Chapitre 5
(90) Dieu seul étant la fin dernière à laquelle nous devons tous tendre et aspirer, en nous efforçant de nous transformer en lui, nous exhortons les Frères à diriger, avec les plus vifs élans d’amour, toutes leurs pensées, leurs intentions et tous leurs désirs vers ce but : en sorte que, continuellement unis à ce Père infiniment bon, de tout leur esprit, de tout leur coeur, de toute leur âme et de toutes leurs forces, ils l’aiment d’un amour efficace, pur, constant et généreux.

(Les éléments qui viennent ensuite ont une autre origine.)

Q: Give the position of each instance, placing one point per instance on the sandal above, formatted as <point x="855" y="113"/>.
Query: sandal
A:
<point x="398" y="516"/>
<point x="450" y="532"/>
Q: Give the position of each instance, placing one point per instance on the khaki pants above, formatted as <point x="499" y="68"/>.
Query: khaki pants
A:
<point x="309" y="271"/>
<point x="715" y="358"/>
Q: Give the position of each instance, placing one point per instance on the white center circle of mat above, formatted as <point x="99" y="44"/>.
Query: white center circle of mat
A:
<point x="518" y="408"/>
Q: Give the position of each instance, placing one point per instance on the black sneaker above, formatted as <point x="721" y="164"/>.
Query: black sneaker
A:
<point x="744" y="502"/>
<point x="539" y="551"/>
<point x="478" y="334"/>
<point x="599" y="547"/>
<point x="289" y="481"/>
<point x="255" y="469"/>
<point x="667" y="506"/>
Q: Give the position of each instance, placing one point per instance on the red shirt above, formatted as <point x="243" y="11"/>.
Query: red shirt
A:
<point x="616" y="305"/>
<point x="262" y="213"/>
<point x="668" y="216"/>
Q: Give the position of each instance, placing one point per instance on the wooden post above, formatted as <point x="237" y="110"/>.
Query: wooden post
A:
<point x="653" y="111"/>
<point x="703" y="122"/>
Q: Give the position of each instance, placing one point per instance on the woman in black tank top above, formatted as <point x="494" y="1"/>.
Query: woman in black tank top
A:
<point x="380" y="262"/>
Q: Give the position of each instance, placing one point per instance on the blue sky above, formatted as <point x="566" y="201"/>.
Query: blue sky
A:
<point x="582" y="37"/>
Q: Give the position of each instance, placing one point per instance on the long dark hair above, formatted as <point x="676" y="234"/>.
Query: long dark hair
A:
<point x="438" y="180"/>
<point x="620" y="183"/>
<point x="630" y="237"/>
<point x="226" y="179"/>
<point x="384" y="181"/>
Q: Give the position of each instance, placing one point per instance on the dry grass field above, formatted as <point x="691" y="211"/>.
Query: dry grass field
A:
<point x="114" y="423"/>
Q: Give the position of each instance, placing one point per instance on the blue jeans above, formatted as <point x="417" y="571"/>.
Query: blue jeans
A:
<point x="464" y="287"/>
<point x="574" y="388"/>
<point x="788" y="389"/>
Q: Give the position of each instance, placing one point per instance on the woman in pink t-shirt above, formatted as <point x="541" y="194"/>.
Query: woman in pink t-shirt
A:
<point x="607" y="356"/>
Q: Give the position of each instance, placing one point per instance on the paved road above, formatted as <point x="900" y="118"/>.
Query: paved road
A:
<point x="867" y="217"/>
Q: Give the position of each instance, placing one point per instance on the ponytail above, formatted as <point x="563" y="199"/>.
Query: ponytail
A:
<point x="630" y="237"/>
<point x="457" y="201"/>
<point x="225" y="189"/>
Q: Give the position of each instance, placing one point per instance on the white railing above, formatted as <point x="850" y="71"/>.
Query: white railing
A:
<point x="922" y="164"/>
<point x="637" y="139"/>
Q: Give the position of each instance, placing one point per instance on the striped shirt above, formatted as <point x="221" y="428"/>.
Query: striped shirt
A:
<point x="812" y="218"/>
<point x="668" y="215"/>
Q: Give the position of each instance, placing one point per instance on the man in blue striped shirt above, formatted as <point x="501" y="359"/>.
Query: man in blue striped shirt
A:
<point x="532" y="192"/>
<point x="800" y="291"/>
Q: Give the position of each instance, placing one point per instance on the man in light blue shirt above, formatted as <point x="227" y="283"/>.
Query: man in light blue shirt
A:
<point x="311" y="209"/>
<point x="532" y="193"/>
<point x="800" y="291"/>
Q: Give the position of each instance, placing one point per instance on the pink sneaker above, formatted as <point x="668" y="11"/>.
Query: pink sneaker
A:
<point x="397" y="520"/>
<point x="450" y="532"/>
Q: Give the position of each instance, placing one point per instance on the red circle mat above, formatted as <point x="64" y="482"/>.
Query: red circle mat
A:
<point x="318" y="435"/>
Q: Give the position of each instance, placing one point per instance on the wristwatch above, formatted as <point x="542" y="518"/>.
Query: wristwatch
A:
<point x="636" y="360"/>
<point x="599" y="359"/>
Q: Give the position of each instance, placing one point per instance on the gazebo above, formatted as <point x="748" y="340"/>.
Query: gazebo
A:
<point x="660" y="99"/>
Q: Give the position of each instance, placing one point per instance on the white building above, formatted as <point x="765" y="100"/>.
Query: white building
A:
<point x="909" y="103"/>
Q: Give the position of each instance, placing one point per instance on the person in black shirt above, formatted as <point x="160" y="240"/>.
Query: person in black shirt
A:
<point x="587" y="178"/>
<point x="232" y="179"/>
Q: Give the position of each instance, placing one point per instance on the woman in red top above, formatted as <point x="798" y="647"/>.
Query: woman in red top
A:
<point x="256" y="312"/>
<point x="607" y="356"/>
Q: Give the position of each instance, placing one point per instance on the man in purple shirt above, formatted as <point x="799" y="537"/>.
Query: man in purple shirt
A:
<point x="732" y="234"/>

(91) Et comme il n’est pas possible d’arriver à une fin si l’on n’en prend les moyens, que chacun de nous s’applique à rejeter loin de lui les choses inutiles et dangereuses, qui pourraient entraver ou détourner notre marche dans la voie du salut, et ne choisisse que celles qui sont utiles et nécessaires pour aller à Dieu; telles que la très haute pauvreté, l’inviolable chasteté, l’humble et prompte obéissance et toutes les autres vertus évangéliques que le Fils de Dieu nous a enseignées par ses paroles et par les exemples qu’ils nous a donnés dans sa personne et dans celle de ses Saints.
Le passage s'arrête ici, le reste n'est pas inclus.